Operon

The genes of an operon are usually functionally related. Genes are the basic unit of biological information, and consist of specific segments of deoxyribonucleic acid (DNA). The segments of DNA that constitute a gene consist of distinctive sets of nucleotide pairs located in a discrete region of a chromosome that encodes a particular protein. Within an operon, the genes encode proteins that execute related functions. For example, the five genes of the tryptophan (trp) operon in E. coli each encode one of the enzymes necessary for the biosynthesis of the amino acid tryptophan from a metabolite called chorismate. This condition is mimicked in many bacteria.

Exceptions do occur; the genes of some operons may lack an obvious functional relationship. For example one operon in E. coli contains one gene that encodes a ribosomal protein S21 (rpsU), another that encodes DNA primase (dnaG), and one that encodes the sigma subunit of RNA polymerase (rpoD). The protein products of these genes are all involved in starting up the synthesis of macromolecules, but beyond that they have no obvious functional relationships to one another. Nonetheless, the clustering of these genes and their common regulation qualify them to be treated as elements of a single operon.
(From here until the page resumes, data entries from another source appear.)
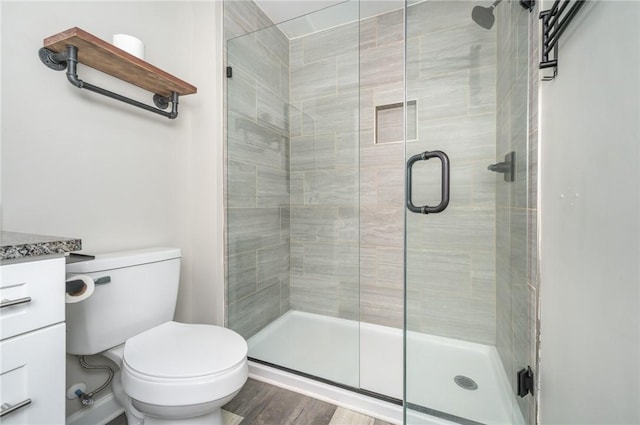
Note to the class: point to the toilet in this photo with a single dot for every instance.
(169, 372)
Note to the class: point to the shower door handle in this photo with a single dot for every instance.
(444, 199)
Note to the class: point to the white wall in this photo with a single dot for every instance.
(78, 164)
(590, 185)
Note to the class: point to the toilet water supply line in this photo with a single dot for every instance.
(87, 398)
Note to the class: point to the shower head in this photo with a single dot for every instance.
(483, 16)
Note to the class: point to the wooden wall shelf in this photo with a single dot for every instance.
(107, 58)
(68, 48)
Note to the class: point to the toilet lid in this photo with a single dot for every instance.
(180, 350)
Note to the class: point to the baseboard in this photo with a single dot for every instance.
(102, 412)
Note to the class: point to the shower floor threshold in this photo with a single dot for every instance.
(369, 358)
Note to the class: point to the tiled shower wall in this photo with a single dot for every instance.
(451, 257)
(337, 187)
(257, 189)
(324, 172)
(451, 71)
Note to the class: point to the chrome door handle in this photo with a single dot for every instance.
(6, 408)
(444, 186)
(9, 303)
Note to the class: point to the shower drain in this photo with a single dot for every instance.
(465, 382)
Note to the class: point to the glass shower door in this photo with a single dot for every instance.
(465, 253)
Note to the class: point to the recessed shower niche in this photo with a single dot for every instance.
(390, 122)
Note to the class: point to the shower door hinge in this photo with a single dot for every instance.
(528, 4)
(525, 381)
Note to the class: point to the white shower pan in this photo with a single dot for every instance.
(370, 357)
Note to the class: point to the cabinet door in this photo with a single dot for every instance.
(32, 367)
(32, 294)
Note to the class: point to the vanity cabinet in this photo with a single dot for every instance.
(32, 342)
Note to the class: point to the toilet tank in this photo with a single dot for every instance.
(141, 294)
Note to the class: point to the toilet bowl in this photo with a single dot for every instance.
(169, 372)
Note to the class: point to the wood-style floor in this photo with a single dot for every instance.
(259, 403)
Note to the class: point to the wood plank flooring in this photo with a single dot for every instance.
(259, 403)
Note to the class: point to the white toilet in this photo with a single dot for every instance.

Another common feature of operons is that their genes are clustered on the bacterial chromosome. This chromosome is a large circular molecule of DNA. The genes of an operon are arranged in a consecutive and linear fashion at a specific location on the bacterial chromosome.

In the case of the lactose utilization (lac) operon of E. coli, three genes necessary for the successful utilization of the disaccharide lactose, a common sugar found in milk, are arranged in a linear fashion on the chromosome (see Figure 1). The lacZ gene, which encodes the lactose-degrading enzyme, β-galactosidase, is directly followed by the lacY gene, which encodes a membrane protein, called lactose permease, that allows the entry of lactose into the cell. The lacY gene is immediately followed by the lacA gene, which encodes the thiogalactoside acetyltransferase enzyme that detoxifies lactose-related compounds that might be toxic to the cell. The linear arrangement of these functionally related genes is a hallmark of an operon. The arrangement is significant because the proteins made from these genes will all be easily turned on in concert, so that lactose metabolism proceeds rapidly and efficiently.